EDIT: I may have misunderstood the question, if so disregard.

DaGarver
June 30th, 2010, 07:45 PM
I got it figured out. Just threw my frequencies into a dictionary and iterated through the dictionary as necessary. Thanks for your time, though, guys. :)

PaulM1985
June 30th, 2010, 09:10 PM
If you are doing a random sequence and you want to find the most frequent number, have an array where each element is a number in the sequence.

Then do something like:



int[] sequenceStore = new int[10];

for (int i = 0; i < mySequence.length; i++)
{
sequenceStore[mySequence[i]] = sequenceStore[mySequence[i]] + 1;
}


In sequenceStore you now have a count of each of the values. (I know this is not python code, just an idea). You then loop through sequenceStore and see which index has the highest value.

Paul

Some Penguin
June 30th, 2010, 11:06 PM
Depending on the scale of the problem this can actually be fairly interesting.

If, for instance, you simply want a single extrema, and there are few enough events that you can easily fit counters for each of them in memory, it's hard to beat a straightforward count + linear scan of counters.

If you want the top-100 events out 10,000, well, counters will still trivially fit in memory, and after akk counting is done you iterate over the counters with a heap. You then pull out 10 items from that heap. This scales linearly (# of events observed) * log (# of distinct events observed).

If you want to be able to get top-K analysis *at any time* and then get more observations, you may want to instead have a data structure which maintains (1) a tree structure ordered by frequency, and (2) a map of event type to tree node.

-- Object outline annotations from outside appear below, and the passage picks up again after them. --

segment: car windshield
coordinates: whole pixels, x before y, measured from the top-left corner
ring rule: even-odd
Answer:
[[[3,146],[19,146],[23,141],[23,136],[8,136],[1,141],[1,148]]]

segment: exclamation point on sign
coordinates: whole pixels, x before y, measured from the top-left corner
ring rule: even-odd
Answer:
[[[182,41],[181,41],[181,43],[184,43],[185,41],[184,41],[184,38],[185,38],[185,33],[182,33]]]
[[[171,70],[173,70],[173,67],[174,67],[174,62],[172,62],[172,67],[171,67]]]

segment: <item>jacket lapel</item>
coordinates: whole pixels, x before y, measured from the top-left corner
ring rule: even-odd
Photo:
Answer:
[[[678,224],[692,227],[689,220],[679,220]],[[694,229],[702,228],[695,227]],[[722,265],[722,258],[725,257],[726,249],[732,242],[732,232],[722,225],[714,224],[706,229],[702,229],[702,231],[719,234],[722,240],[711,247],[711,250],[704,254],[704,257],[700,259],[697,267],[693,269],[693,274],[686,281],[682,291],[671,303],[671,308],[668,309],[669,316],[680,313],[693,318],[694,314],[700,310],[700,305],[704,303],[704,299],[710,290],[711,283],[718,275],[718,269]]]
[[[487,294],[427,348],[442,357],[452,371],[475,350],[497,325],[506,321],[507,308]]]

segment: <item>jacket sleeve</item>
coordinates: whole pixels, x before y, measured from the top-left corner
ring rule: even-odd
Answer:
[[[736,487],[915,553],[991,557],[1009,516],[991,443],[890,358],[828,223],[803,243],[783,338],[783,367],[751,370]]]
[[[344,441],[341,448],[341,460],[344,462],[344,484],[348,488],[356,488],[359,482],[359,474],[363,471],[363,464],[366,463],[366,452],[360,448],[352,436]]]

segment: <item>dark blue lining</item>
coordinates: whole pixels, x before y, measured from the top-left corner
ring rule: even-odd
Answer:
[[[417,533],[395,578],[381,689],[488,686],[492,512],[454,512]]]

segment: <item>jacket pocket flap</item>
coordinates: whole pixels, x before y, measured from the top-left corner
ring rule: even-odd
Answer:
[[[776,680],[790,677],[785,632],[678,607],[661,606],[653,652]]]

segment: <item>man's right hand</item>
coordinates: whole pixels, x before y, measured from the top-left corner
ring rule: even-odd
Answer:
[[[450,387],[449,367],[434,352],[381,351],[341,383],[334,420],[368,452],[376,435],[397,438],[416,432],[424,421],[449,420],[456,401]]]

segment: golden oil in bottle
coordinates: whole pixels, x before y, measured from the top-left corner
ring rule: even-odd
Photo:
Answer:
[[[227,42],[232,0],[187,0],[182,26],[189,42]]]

This gets fairly complicated, but has probably already been done for you by many, many people because this isn't that wacky of an idea.

If you want the top-100 distinct events out of a billion possible events, and you have a hundred billion observations, you're quite possibly in the land of Probably Approximately Correct algorithms unless you resort to long scans heavily bound by disk I/O. "The space complexity of approximating the frequency moments" by Alon, Matias and Szegedy (STOC '96) would be a relevant read.